Smart manufacturing solution for machining application
Esprit is an example of a high-performance CAM system for CNC programming, optimisation and simulation, supporting any class of CNC machine via a common user interface and workflow. Using a digital twin of the CNC to simplify the programming process, this application Esprit delivers edit-free G-code. Combined with the company’s ability to solve workflow challenges with individually tailored automation solutions. Medical component manufacturers have integrated the company’s CAM software to solve many machining difficulties related to tight tolerance intervals, weak machines, and refractory materials. By default, they choose complex and high-accuracy machines to produce their components. In the real-world, Esprit CAM supports high-end, complex, and multi-tasking machines.
Higher levels of automation
Combining build preparation in the CAM environment is the first step on the journey to true computer-aided manufacturing using additive methods, enabling higher levels of automation and productivity. Such an approach brings several advantages to the manufacturing and machining process for medical components.
Eliminating human error and ensuring consistent quality
Eliminating operations can also help eliminate mistakes from human error. Also, since one can check the entire part for quality in complete dimensions instead of making guesses, the quality improves drastically since it eliminates mistakes made due to back-figuring dimensions that will be machined on a second or third operation. The application software offers post processors, which are built in the machine tool factory to test and eliminate any sort of errors in the post-processor which makes edit-free G-code with a higher confidence level of programming, it also eliminates unwanted dry run in the machine to test the G-code before cutting the component, altogether there is great savings of programming time, testing time using the software.
Efficient machining and improved turnaround time
Knowing that a program is done and correct before it goes to the machine helps ensure faster set-up times. Also, identifying areas that first need to be turned makes the machining much more efficient. At the same time, the elimination of manual calculation reduces the number of programs required to get the job done. The software’s powerful feature recognition tool offers an easy programming method to any user, which saves a lot of programming time.
Digital machine package allows toolpath verification
With software’s digital twin, machinists’ & programmers’ lives become easy with the virtual machine models, controller emulators, machine parameters, and post processors — the system delivers accurate simulation and machine-optimised G-code. Factory-developed post processors that produce edit-free G-code are available for your machine tools, allowing you to take full advantage of your machine tool investment. The company offers accurate cutting tools and machine tool simulation with a dynamic stock-aware toolpath that reduces the unwanted air passes offering the program highly optimised in the first go and keeping the machine concentrated for the product.
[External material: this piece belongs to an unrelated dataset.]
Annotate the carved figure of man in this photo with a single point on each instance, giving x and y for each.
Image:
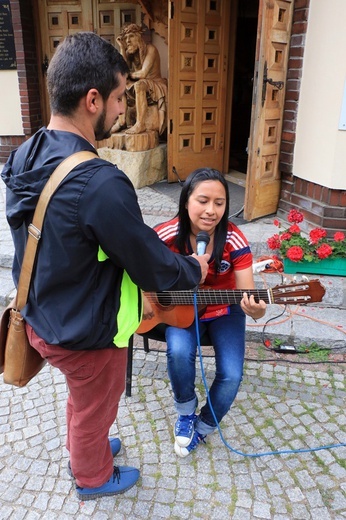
(145, 84)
Ability to produce more complex parts
The powerful combination of machines and software can enable the machining of increasingly complex parts with tight tolerances. This frees up designers to design more complex parts since the software can accommodate all sorts of complex machines to support any complex design.
Competitive advantage with CAM software
With increasingly complex parts, success hinges on the ability to be versatile and deliver quality products on time. CAM software can help ensure that machines are leveraged to make parts that they are designed to make. This makes the manufacturing process smoother and gives them a competitive advantage.